夜深了,藍翔醫院。
洛鄞推開病房的門時,蘇千殷正靠在床頭看電視,聽到聲音,微微側頭:“付良澄讓你來的嗎?”
洛鄞點點頭,走到床邊,把兩本還未拆封的漫畫遞給她。
封面是紫紅色的,書名是三個蒼白扭曲的大字。
夜憂店。
而在書名的下方,畫著一個長相美豔的女人,上半身探出海面,下半身沉進海裡,腳邊是一堆骷髏頭。
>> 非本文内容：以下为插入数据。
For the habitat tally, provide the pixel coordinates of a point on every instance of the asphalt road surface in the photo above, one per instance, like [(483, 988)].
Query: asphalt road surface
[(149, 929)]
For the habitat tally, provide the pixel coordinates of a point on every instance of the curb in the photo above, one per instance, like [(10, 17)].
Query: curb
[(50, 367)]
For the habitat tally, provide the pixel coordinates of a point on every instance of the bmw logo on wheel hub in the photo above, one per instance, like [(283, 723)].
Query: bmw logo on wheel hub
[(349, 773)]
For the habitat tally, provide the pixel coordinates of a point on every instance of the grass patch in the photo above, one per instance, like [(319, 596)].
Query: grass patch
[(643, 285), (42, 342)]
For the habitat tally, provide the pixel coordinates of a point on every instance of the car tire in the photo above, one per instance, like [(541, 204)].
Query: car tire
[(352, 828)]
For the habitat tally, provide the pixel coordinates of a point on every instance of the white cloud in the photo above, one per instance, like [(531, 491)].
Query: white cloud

蘇千殷撕掉外面的包裝膜,翻開第一冊漫畫,剛入眼就是一張血腥陰暗的圖片,她輕笑道:“謝謝。”
這樣的畫風她很滿意。
洛鄞原本想低個頭,但是考慮到自己膽子不大,還是忍住了好奇,畢竟不久前李瑞在警局裡尖叫的場面,他現在還記得。
“還有個事。”
他轉過身,慢步走到門口,“付隊讓我轉告你,晚上盡量不要熬夜,不要偷溜出醫院,學校那邊幫你請好假了,這幾天你該吃該睡,別操心有的沒的。”
蘇千殷把撕掉的包裝膜揉成一團,丟進床下的垃圾桶。
這是左恩沐今天來查房時,順便給她帶過來的,之前這裡連個丟垃圾的地方都沒有。
“那你也幫我回他一句話。”
蘇千殷雙手相交,用力撐到頭上,伸了個腰,“沈斯澤的案子要是破了,讓他給我打個電話。”
“好。”
洛鄞退出房門,手還搭在門把上,“今晚比較悶,門要幫你關上嗎?”
蘇千殷淡定地低頭,拇指壓在漫畫一頁的邊角:“關吧。”
洛鄞不再說話,立刻把門關好。
蘇千殷並不是喜歡恐怖漫畫,她更在意的是這個漫畫家的畫風,帶給她的嚴謹和優美。
沉羔寄雪,是這個漫畫家的筆名。
他已經畫了二十幾年的漫畫,蘇千殷從六歲開始,就一直去圖書館借他的漫畫看。
沉羔寄雪以前畫的漫畫,並沒有這種重口味血腥的圖片,反而是溫柔舒暢的感情故事。
但是在蘇千殷十六歲時,他沉寂了很長一段時間,沒有再畫過東西,直到今年重回大眾視野中,卻帶來了一款恐怖作品。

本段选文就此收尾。